The Verizon ships all iPhone 5 unlocked that can work on AT&T’s network or any other supporting GSM network worldwide. And, in future, like Sprint iPhone 4S last year, VZW iPhone 5 will not be locked. The confirmation came from a Verizon Wireless spokeswoman Brenda Raney, when various technology journalists reached out to the carrier after Jeff demoed AT&T SIM working on Verizon iPhone 5.
Now this means, in-contract Verizon customers can insert an AT&T nano SIM in the iPhone and it’ll work out of the box. These unlocked iPhone 5 units won’t connect on the AT&T’s carrier’s LTE service, but it will work fine on the 3G network.
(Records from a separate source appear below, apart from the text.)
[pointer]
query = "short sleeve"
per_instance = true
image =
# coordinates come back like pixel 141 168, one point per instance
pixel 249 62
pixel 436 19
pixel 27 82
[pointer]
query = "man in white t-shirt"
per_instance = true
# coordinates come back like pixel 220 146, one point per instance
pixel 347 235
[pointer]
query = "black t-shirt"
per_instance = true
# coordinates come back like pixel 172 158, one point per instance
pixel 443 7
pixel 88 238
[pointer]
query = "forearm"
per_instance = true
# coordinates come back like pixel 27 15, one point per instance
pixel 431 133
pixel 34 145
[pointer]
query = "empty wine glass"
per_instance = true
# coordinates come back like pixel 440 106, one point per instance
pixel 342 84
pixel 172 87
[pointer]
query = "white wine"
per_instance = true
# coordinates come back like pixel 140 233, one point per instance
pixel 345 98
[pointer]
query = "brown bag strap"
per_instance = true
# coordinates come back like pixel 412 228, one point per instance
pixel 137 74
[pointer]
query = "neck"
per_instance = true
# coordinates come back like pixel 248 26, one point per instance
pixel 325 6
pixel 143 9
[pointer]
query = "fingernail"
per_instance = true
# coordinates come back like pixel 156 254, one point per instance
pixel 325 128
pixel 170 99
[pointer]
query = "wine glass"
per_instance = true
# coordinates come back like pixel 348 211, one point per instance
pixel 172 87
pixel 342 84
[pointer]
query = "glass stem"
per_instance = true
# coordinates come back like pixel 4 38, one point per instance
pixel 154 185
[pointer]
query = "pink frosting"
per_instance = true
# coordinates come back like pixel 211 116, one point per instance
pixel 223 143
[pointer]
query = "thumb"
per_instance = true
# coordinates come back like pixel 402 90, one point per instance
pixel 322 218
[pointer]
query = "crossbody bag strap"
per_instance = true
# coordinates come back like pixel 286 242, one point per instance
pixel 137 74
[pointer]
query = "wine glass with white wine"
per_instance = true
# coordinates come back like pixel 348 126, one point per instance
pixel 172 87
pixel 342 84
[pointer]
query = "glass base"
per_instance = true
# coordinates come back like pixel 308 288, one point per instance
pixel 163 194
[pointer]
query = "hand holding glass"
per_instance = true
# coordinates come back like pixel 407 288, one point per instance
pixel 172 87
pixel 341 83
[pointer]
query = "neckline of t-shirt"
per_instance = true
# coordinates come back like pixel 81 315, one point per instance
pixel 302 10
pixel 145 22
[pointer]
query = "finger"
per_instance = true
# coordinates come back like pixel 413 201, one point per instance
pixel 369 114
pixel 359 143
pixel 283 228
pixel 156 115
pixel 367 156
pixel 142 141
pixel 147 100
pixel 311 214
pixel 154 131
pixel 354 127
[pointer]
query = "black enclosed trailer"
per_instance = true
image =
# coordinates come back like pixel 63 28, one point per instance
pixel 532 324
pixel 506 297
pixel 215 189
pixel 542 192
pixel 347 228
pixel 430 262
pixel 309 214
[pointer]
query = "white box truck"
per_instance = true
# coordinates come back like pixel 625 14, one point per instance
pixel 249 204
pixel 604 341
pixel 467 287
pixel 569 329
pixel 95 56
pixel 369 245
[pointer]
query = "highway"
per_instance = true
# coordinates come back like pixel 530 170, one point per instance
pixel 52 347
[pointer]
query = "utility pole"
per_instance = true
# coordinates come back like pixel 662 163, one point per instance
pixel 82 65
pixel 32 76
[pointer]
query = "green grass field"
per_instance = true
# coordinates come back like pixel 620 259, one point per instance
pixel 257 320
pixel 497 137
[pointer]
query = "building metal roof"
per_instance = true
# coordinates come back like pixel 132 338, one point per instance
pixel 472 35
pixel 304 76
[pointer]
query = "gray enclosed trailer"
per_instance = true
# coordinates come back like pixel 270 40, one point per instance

You should also be able to hop on T-Mobile’s 3G networks in some selected areas where the carrier has reframed its spectrum, though we haven’t tested it yet.
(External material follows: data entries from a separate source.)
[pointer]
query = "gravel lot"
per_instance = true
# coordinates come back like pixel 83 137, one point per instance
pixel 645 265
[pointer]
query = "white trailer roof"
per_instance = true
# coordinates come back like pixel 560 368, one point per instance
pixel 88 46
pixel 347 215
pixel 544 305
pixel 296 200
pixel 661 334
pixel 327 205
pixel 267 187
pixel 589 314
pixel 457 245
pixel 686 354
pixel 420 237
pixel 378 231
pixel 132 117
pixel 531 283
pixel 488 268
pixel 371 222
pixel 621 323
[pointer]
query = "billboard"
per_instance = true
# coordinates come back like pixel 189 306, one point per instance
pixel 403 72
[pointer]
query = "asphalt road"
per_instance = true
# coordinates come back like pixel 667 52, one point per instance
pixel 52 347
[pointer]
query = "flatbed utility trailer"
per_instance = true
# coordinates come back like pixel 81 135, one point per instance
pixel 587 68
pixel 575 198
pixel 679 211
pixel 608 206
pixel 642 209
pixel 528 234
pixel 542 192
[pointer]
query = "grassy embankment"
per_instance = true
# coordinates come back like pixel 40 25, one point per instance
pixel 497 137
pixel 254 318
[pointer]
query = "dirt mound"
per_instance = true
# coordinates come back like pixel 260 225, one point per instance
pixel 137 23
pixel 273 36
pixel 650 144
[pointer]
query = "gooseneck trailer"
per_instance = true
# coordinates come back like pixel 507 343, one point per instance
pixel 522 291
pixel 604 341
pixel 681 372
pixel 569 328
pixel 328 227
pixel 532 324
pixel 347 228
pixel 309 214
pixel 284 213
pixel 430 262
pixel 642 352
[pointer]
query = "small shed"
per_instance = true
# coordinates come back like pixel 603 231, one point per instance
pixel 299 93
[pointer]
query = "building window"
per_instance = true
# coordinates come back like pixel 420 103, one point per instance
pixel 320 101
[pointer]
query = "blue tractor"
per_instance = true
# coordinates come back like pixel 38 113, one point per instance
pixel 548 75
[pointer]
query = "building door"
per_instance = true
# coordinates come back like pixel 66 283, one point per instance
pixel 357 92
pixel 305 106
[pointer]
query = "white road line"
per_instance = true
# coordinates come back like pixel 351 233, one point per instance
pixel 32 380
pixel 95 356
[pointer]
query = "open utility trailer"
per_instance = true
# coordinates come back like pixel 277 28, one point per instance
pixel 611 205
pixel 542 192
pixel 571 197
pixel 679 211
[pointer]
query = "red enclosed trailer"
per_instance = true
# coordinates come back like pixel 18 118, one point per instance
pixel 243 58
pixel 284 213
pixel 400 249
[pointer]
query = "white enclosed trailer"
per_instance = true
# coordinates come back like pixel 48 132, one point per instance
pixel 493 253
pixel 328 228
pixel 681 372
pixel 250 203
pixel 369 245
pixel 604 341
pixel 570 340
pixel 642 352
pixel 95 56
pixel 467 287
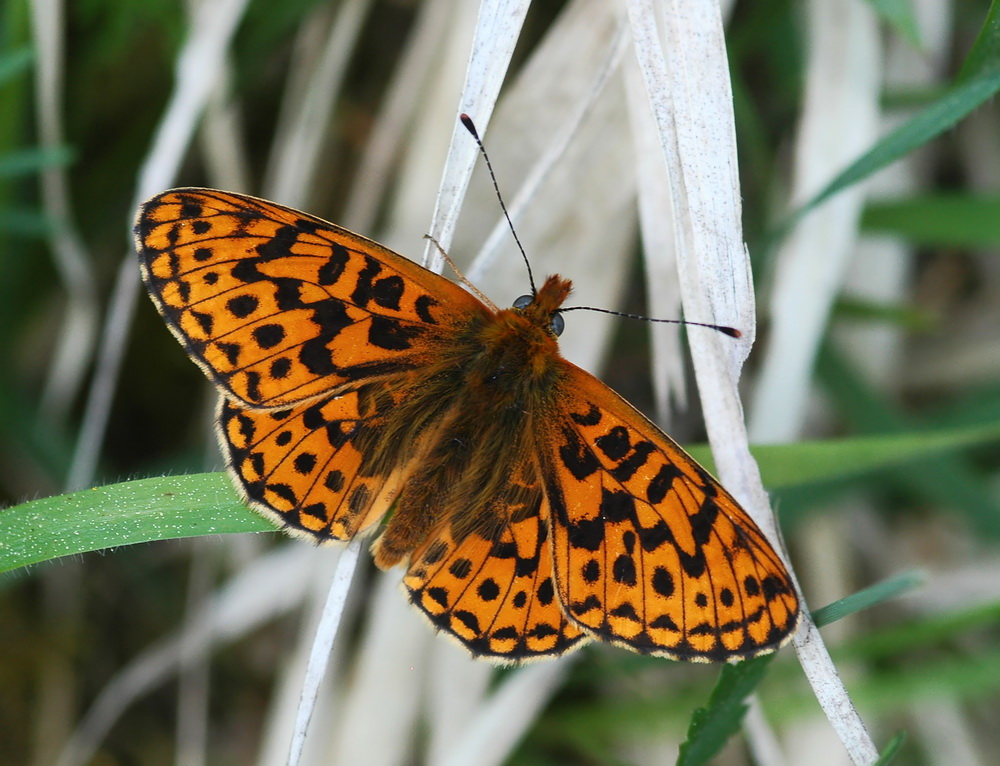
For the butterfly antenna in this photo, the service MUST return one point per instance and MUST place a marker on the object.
(732, 332)
(471, 127)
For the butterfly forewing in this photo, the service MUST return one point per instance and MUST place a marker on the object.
(310, 467)
(650, 551)
(279, 307)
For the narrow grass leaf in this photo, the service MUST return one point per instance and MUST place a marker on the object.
(868, 597)
(712, 726)
(163, 508)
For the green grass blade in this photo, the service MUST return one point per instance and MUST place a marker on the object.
(868, 597)
(899, 15)
(163, 508)
(784, 466)
(712, 726)
(953, 220)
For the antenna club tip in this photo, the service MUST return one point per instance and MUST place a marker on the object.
(469, 124)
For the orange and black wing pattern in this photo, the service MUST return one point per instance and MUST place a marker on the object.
(650, 551)
(279, 307)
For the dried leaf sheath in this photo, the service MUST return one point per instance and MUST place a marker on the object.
(534, 506)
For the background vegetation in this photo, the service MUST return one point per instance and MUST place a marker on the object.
(877, 365)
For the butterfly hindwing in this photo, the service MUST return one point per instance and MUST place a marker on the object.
(492, 588)
(650, 551)
(279, 307)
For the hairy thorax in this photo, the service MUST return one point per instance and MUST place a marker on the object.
(469, 419)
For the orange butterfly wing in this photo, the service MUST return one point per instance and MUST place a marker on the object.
(279, 307)
(307, 467)
(650, 551)
(531, 520)
(492, 588)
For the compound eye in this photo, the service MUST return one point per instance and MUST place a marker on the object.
(558, 324)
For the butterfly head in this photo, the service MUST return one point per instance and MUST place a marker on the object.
(542, 308)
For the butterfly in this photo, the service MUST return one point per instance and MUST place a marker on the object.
(532, 506)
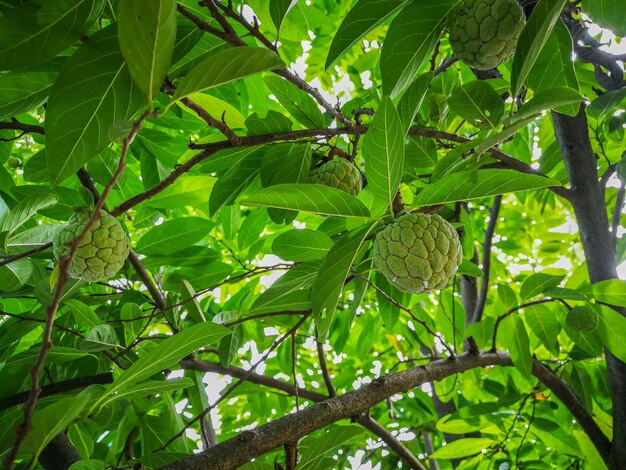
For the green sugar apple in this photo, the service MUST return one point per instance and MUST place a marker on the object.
(583, 319)
(484, 33)
(101, 253)
(418, 252)
(338, 173)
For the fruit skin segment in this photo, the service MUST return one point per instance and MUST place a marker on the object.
(484, 33)
(418, 252)
(103, 250)
(338, 173)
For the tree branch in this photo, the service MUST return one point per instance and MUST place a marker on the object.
(484, 286)
(250, 444)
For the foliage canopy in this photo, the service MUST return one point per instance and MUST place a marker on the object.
(250, 299)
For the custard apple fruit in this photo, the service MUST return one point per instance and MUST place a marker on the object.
(418, 252)
(338, 173)
(101, 253)
(484, 33)
(583, 319)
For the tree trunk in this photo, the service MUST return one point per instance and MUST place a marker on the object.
(590, 208)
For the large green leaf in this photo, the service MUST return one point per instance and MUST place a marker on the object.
(174, 235)
(512, 334)
(383, 150)
(467, 185)
(279, 9)
(312, 449)
(463, 448)
(36, 31)
(332, 275)
(608, 14)
(554, 69)
(302, 245)
(299, 103)
(478, 103)
(316, 198)
(52, 420)
(410, 40)
(532, 39)
(23, 91)
(364, 16)
(227, 66)
(26, 209)
(147, 34)
(93, 91)
(167, 354)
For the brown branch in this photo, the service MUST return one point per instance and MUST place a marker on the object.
(364, 420)
(230, 389)
(20, 126)
(484, 286)
(511, 311)
(59, 387)
(211, 121)
(63, 268)
(250, 444)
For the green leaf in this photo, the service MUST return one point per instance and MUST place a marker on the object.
(167, 354)
(463, 448)
(14, 275)
(383, 151)
(478, 103)
(149, 387)
(229, 345)
(35, 32)
(543, 101)
(532, 39)
(316, 198)
(554, 67)
(290, 292)
(364, 16)
(23, 91)
(412, 99)
(544, 323)
(147, 34)
(52, 420)
(609, 14)
(469, 269)
(312, 449)
(174, 235)
(467, 185)
(538, 284)
(93, 91)
(612, 332)
(332, 275)
(302, 245)
(299, 103)
(512, 334)
(227, 66)
(611, 291)
(234, 182)
(279, 9)
(100, 338)
(410, 40)
(26, 209)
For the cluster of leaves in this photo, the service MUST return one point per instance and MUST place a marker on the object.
(216, 196)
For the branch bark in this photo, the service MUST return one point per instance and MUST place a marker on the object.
(250, 444)
(590, 209)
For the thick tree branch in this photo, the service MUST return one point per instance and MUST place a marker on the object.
(590, 209)
(250, 444)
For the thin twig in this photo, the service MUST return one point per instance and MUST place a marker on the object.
(235, 385)
(63, 269)
(487, 243)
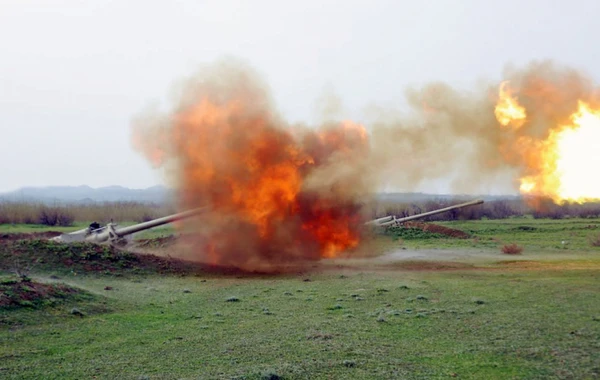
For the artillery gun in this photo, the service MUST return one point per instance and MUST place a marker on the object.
(115, 235)
(392, 220)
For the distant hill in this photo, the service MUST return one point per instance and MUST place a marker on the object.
(86, 194)
(161, 194)
(423, 197)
With unlocked iPhone 5 on AT&T SIM, VZW customers can roam internationally, but will be limited on AT&T’s default 3G connection should they take their phone outside of the US, Canada, or Mexico. But, since Verizon’s iPhone 5 is supporting a total of five LTE bands to AT&T’s two, Verizon’s iPhone 5 does best AT&Ts by allowing users to roam internationally on 4G LTE speeds. However, AT&T iPhone 5 owners (contract with AT&T) will enjoy 4G LTE speeds inCanadawhen the Verizon-based iPhone 5s will not – again, a result of the supported LTE bands across the two devices.
Why Verizon is offering iPhone 5 in an unlocked state?
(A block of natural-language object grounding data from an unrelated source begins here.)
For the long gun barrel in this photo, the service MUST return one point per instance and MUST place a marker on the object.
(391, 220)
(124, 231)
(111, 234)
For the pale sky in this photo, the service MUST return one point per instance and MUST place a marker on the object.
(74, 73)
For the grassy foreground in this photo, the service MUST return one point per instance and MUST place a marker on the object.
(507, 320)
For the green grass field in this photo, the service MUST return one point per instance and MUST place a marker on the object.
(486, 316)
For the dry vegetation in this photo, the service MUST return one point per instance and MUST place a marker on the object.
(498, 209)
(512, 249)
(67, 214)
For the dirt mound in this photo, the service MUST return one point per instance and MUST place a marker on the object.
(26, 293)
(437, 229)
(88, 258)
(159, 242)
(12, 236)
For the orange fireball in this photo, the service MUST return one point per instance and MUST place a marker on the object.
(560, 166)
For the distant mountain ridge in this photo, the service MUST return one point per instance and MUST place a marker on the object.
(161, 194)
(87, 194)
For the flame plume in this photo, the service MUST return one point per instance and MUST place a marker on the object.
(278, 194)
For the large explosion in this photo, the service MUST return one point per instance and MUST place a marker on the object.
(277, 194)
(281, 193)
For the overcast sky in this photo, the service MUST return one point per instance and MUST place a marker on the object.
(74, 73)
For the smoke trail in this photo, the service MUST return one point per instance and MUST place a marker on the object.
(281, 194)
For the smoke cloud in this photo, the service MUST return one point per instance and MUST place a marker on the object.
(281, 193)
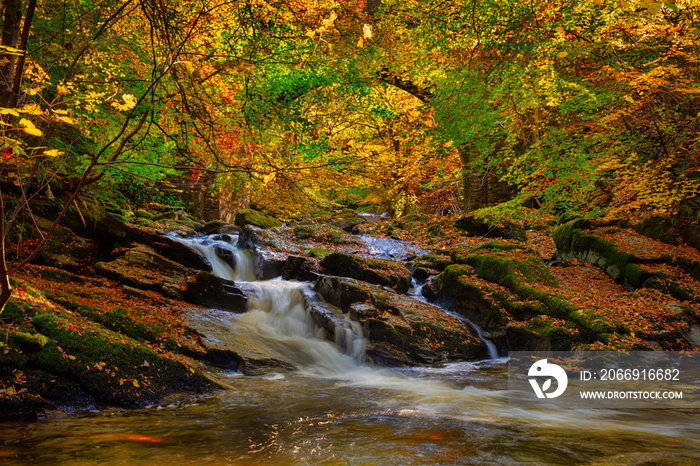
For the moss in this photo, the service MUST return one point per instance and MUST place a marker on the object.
(27, 341)
(377, 271)
(84, 361)
(318, 253)
(13, 310)
(433, 261)
(572, 242)
(256, 218)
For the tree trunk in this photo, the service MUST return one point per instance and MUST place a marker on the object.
(19, 68)
(467, 178)
(235, 195)
(10, 35)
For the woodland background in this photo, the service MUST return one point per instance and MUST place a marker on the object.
(583, 109)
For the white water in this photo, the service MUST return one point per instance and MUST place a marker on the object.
(277, 319)
(416, 293)
(206, 246)
(335, 410)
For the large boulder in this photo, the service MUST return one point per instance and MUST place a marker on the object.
(473, 225)
(113, 229)
(143, 268)
(230, 349)
(401, 330)
(631, 259)
(269, 250)
(378, 271)
(253, 217)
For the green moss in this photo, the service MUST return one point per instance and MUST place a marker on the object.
(13, 310)
(27, 341)
(256, 218)
(318, 253)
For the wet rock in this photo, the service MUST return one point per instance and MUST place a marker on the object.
(255, 218)
(489, 228)
(226, 255)
(141, 267)
(211, 227)
(631, 259)
(322, 233)
(301, 268)
(268, 248)
(228, 349)
(378, 271)
(209, 290)
(350, 224)
(399, 328)
(112, 229)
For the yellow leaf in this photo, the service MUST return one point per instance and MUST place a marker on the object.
(11, 50)
(29, 128)
(129, 103)
(32, 109)
(9, 111)
(52, 153)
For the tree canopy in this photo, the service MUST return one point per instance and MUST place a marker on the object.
(586, 108)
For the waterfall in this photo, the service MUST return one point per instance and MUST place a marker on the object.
(278, 320)
(416, 293)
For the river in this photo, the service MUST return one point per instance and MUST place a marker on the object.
(334, 409)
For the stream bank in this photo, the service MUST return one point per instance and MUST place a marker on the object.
(100, 317)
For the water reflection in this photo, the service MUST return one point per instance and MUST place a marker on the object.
(452, 415)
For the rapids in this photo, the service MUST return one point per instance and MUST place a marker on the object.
(336, 410)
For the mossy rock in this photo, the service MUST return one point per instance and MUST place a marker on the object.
(141, 213)
(378, 271)
(256, 218)
(73, 360)
(418, 332)
(489, 227)
(211, 227)
(27, 341)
Java developer / photographer James Duncan Davidson did some digging to find out why Verizon is offering the iPhone 5 in an unlocked state? He cited a thread in Howard Forums Mobile Community with a post from Mikey Silver noting that federal regulations require Verizon to sell the LTE iPhone unlocked (since vzw is using the 700 Mhz Upper C block of spectrum).
I’ve been reading up on the open access provisions in regards to the C-Block of 700 MHz LTE spectrum. There is a very specific line saying that a licensee (Verizon) cannot configure devices to be locked against use on another network. This means that Verizon would be violating Federal law if the iPhone 5′s sim slot is even partially locked. Unlike on the iPhone 4S – these regulations mean that Verizon must even allow an AT&T SIM card to be used in any Verizon iPhone 5.
The forums thread points to Title 47, Part 27, Subpart B, Section 27.16 of the Code of Federal Regulations. In a nutshell, for devices that operate in the 700 MHz C block – which Verizon paid $9.4 billion dollars in 2008 for a license to use for their new LTE network – the following paragraph applies:
(e) Handset locking prohibited. No licensee may disable features on handsets it provides to customers; to the extent such features are compliant with the licensee’s standards pursuant to paragraph
(b) of this section, nor configure handsets it provides to prohibit use of such handsets on other providers’ networks.
But then the million dollar question is – why Verizon is selling its Android LTE phones locked to its network? What do you think? Why Verizon is offering unlocked iPhone 5? Just to lure customers to chose Verizon over rival AT&T?